We first recall the general result for an ideal gas: if a molecule has $$f$$ degrees of freedom, then its molar specific heat at constant volume is given by the formula $$C_v = \dfrac{f}{2}\,R,$$ because the internal energy of one mole is $$U = \dfrac{f}{2}\,RT$$ and differentiating with respect to temperature at constant volume gives $$\left(\dfrac{\partial U}{\partial T}\right)_V = \dfrac{f}{2}\,R.$$

For a monatomic gas such as helium, there are only the three translational degrees of freedom, so $$f = 3.$$ Therefore, for each mole of helium, we have

$$C_{v,\text{He}} = \dfrac{3}{2}\,R.$$

A hydrogen molecule ($$\text{H}_2$$) is di-atomic and is stated to be rigid in the question, which means it possesses three translational and two rotational degrees of freedom, giving $$f = 5.$$ Hence, for each mole of hydrogen,

$$C_{v,\text{H}_2} = \dfrac{5}{2}\,R.$$

Now we form the mixture.
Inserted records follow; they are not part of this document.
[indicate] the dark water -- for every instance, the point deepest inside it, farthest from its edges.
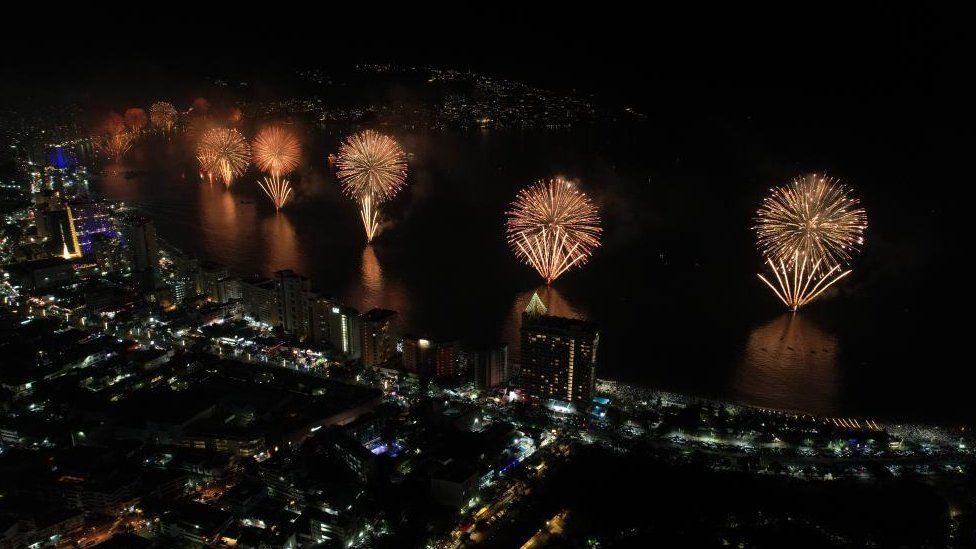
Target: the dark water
(673, 287)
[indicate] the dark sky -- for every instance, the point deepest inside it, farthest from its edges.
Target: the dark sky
(623, 52)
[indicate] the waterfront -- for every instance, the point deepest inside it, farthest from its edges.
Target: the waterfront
(677, 267)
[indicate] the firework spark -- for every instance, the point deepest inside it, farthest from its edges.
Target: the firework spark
(815, 216)
(276, 150)
(372, 168)
(223, 152)
(553, 227)
(115, 146)
(808, 231)
(163, 115)
(277, 189)
(135, 119)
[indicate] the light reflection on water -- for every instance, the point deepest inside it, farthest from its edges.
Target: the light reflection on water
(789, 360)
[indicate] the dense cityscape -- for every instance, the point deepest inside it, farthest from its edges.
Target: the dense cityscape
(152, 396)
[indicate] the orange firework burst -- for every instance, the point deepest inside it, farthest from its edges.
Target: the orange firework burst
(223, 152)
(277, 189)
(276, 150)
(808, 231)
(553, 226)
(163, 115)
(115, 145)
(372, 168)
(135, 119)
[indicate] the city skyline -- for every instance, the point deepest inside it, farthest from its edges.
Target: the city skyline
(321, 285)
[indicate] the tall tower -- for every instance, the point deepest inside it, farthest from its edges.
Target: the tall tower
(142, 249)
(379, 337)
(558, 359)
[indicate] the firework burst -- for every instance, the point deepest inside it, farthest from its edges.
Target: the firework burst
(553, 227)
(223, 152)
(135, 119)
(813, 215)
(163, 115)
(116, 145)
(808, 231)
(372, 168)
(277, 189)
(276, 150)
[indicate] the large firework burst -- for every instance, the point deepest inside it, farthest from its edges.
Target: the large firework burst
(276, 150)
(553, 226)
(223, 152)
(813, 215)
(163, 115)
(372, 168)
(277, 189)
(808, 231)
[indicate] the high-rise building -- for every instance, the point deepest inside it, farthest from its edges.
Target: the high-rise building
(445, 358)
(416, 354)
(228, 289)
(379, 336)
(491, 366)
(295, 303)
(183, 276)
(558, 357)
(58, 227)
(142, 250)
(260, 300)
(339, 324)
(108, 253)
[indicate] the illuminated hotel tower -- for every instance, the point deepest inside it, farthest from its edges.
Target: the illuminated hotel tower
(558, 357)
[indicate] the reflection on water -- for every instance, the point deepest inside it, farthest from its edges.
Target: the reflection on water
(789, 360)
(555, 304)
(281, 249)
(373, 289)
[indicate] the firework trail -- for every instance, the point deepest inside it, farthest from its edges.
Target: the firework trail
(808, 231)
(276, 150)
(277, 189)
The numbers of moles are:

Helium: $$n_{\text{He}} = 2,$$   Hydrogen: $$n_{\text{H}_2} = 3.$$

The total heat capacity of the mixture at constant volume is the sum of the individual contributions:

$$C_V^{\text{(total)}} \;=\; n_{\text{He}}\,C_{v,\text{He}} \;+\; n_{\text{H}_2}\,C_{v,\text{H}_2}.$$

Substituting the values just obtained, we get

$$\begin{aligned} C_V^{\text{(total)}} & = 2\left(\dfrac{3}{2}\,R\right) + 3\left(\dfrac{5}{2}\,R\right) \\ & = 2 \times \dfrac{3}{2}\,R + 3 \times \dfrac{5}{2}\,R \\ & = 3R + \dfrac{15}{2}\,R \\ & = 3R + 7.5R \\ & = 10.5R. \end{aligned}$$

The mixture contains a total of

$$n_{\text{total}} = n_{\text{He}} + n_{\text{H}_2} = 2 + 3 = 5 \text{ moles}.$$

The required quantity is the molar specific heat of the mixture, defined as

$$C_v^{\text{(mix)}} = \dfrac{C_V^{\text{(total)}}}{n_{\text{total}}}.$$

Substituting the numbers:

$$\begin{aligned} C_v^{\text{(mix)}} & = \dfrac{10.5R}{5} \\ & = 2.1R. \end{aligned}$$

We are given $$R = 8.3 \text{ J mol}^{-1}\text{K}^{-1},$$ so

$$\begin{aligned} C_v^{\text{(mix)}} & = 2.1 \times 8.3 \\ & = 17.43 \text{ J mol}^{-1}\text{K}^{-1}. \end{aligned}$$

This numerical value matches closest with the option $$17.4 \text{ J/mol K}.$$

Hence, the correct answer is Option A.